Fig. 5. MAPKK-kinases are required for plant ABA response.

a Genome structures and T-DNA insertion sites of M3K genes are shown. b Genomic regions of CRISPR/Cas9-mediated M3Kδ1 and M3Kδ7 gene deletions are shown. These deletions were introduced in the m3kδ6-2 T-DNA knockout mutant as a background. c RT-PCR assays show transcripts of kinase domains of M3Ks in the m3kδ1crispr m3kδ6-2 m3kδ7crispr triple mutant. d m3kδ1crispr m3kδ6-2 m3kδ7crispr triple mutant seedlings were grown on 1/2 MS plates supplemented with 2 µM ABA or ethanol (control) for 16 days. e Seedlings showing green cotyledons as in d were counted. n = 3 (EtOH) and n = 4 (ABA) experiments, means ± s.d., 45 seeds per genotype were used in each experiment. f RT-PCR shows M3Kδ1, δ6, and δ7 expression in the indicated m3k T-DNA insertion mutants. δ6(KD) refers to primers that amplify the M3Kδ6 kinase domain in the m3kδ6-1 T-DNA line. g m3kδ1 m3kδ6-1 m3kδ7 T-DNA triple mutant plants were grown on 1/2MS plates supplemented with 0.8 µM ABA for 9 days. h Seedlings showing green cotyledons as in g were counted. n = 3, means ± s.d., 60–88 seeds were used per genotype in each assay. i Three amiRNA lines targeting M3Kδ1, δ6, and δ7 were grown on 1/2MS plates supplemented with EtOH (control) or 2 µM ABA for 9 days.
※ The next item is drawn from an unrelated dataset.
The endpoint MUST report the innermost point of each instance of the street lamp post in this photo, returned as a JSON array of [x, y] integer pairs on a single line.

As a control line, the amiRNA-HsMYO line²¹ was used. j Seedlings showing green cotyledons as in i were counted. n = 3 (EtOH) and 4 (ABA) experiments, means ± s.d., 81 seeds per genotype were analyzed in each experiment. (e, h, and i) Letters at the top of columns are grouped based on two-way ANOVA and Tukey’s test, P < 0.05.